Microbial community analysis (MiCA, version 3; Department of Biological Sciences, University of Idaho; http://mica.ibest.uidaho.edu/) Web services were used to build a putative reference database of probable T-RF of the gut. For this purpose we incorporated 16S rDNA clone libraries of near complete sequences of gut microorganisms found in human (Eckburg et al., 2005), swine (Leser et al., 2002), mouse (Ley et al., 2005), and ruminants (Nelson et al., 2003; Ozutsumi et al., 2005) into MiCA, which we called the H.Q. database. This greatly facilitated analysis by excluding the T-RF that are unlikely to occur in the gut, because in general only 8 out of 26 recognized phyla and no candidate phyla of note have been found in the digestive tract (Leser et al., 2002; Rappe and Giovannoni, 2003; Eckburg et al., 2005; Ley et al., 2005). The fragment profiles produced by HhaI restriction of the 27 to 1100 product were applied to the H.Q. database in silico so that a reference library for our study could be constructed and exported to the phylogenetic assignment tool (Kent et al., 2003). Concurrently, using T-RFLP data obtained from CEQ software (fragment sizes and peak areas), various profiles of interest were developed with reference to treatment.
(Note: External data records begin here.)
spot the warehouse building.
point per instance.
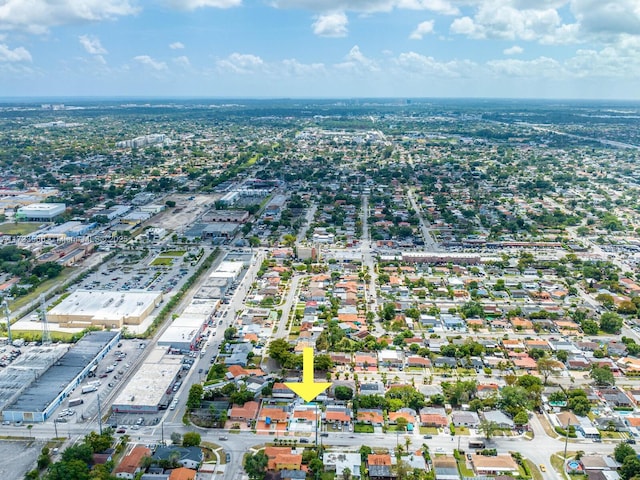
(185, 331)
(39, 400)
(151, 388)
(101, 308)
(40, 212)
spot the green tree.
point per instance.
(256, 465)
(195, 396)
(191, 439)
(402, 424)
(622, 451)
(488, 428)
(75, 469)
(630, 468)
(610, 322)
(342, 392)
(521, 418)
(229, 333)
(602, 376)
(590, 327)
(546, 366)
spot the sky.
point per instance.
(321, 48)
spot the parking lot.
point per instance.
(109, 375)
(143, 269)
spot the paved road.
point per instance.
(538, 450)
(429, 243)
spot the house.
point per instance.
(293, 474)
(287, 461)
(391, 358)
(375, 388)
(407, 413)
(465, 419)
(337, 415)
(190, 457)
(445, 362)
(417, 361)
(131, 464)
(446, 468)
(280, 390)
(371, 417)
(182, 473)
(339, 461)
(499, 418)
(246, 413)
(380, 467)
(496, 465)
(487, 390)
(433, 417)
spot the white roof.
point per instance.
(103, 304)
(151, 381)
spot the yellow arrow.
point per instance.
(308, 389)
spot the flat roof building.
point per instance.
(40, 212)
(38, 401)
(102, 308)
(147, 391)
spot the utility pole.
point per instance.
(99, 415)
(5, 305)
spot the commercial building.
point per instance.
(40, 212)
(42, 396)
(101, 308)
(150, 389)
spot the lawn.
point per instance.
(462, 468)
(23, 228)
(160, 261)
(535, 472)
(429, 430)
(42, 288)
(173, 253)
(362, 428)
These libraries were entered into the hierarchical browser of the ribosomal database project (RDP-II, Cole et al., 2005) and converted to GenBank format. The resulting libraries were assigned to the library compare tool of RDP-II. The T-RF of the same size were in many cases ambiguous in their assignment of taxonomic rank (Sepehri et al., 2007). To resolve this problem the T-RF with multiple accession numbers were assigned to a taxonomic rank according to phylum, class, order, and family. Data were analyzed using Fisher’s exact test (SAS Inst. Inc., Cary, NC).

Richness and Diversity Indices

A diversity index is a mathematical measure of species diversity in a community. Diversity indices provide information about community composition and take the relative abundances of different species into account. The concept of diversity has 2 facets: richness or the number of taxonomic units, and evenness, or equality in the abundances of each taxonomic units. Incidence-based richness indicators, Chao2, ICE (incidence-based coverage estimator) and MMMean (Michaelis-Menten mean) function, along with Shannon and Simpson diversity indices, were calculated using EstimateS 7.5 (Colwell, 2005). Several estimators were selected because if indices follow the same trend regardless of the calculation method, the results are likely to be robust. An upper abundance limit of 5 was used to determine rare or infrequent species. The order of the samples was randomized 500 times for each run to reduce the effect of sample order. Tukey’s multiple comparison test (SAS Inst. Inc.) was applied to detect significant differences among experimental groups.

Chemical Analysis

Dietary CP was analyzed using a Leco NS 2000 Nitrogen Analyzer (Leco Corporation, St. Joseph, MI). Gross energy was measured using a Parr adiabatic oxygen bomb calorimeter (Parr Instrument Co., Moline, IL).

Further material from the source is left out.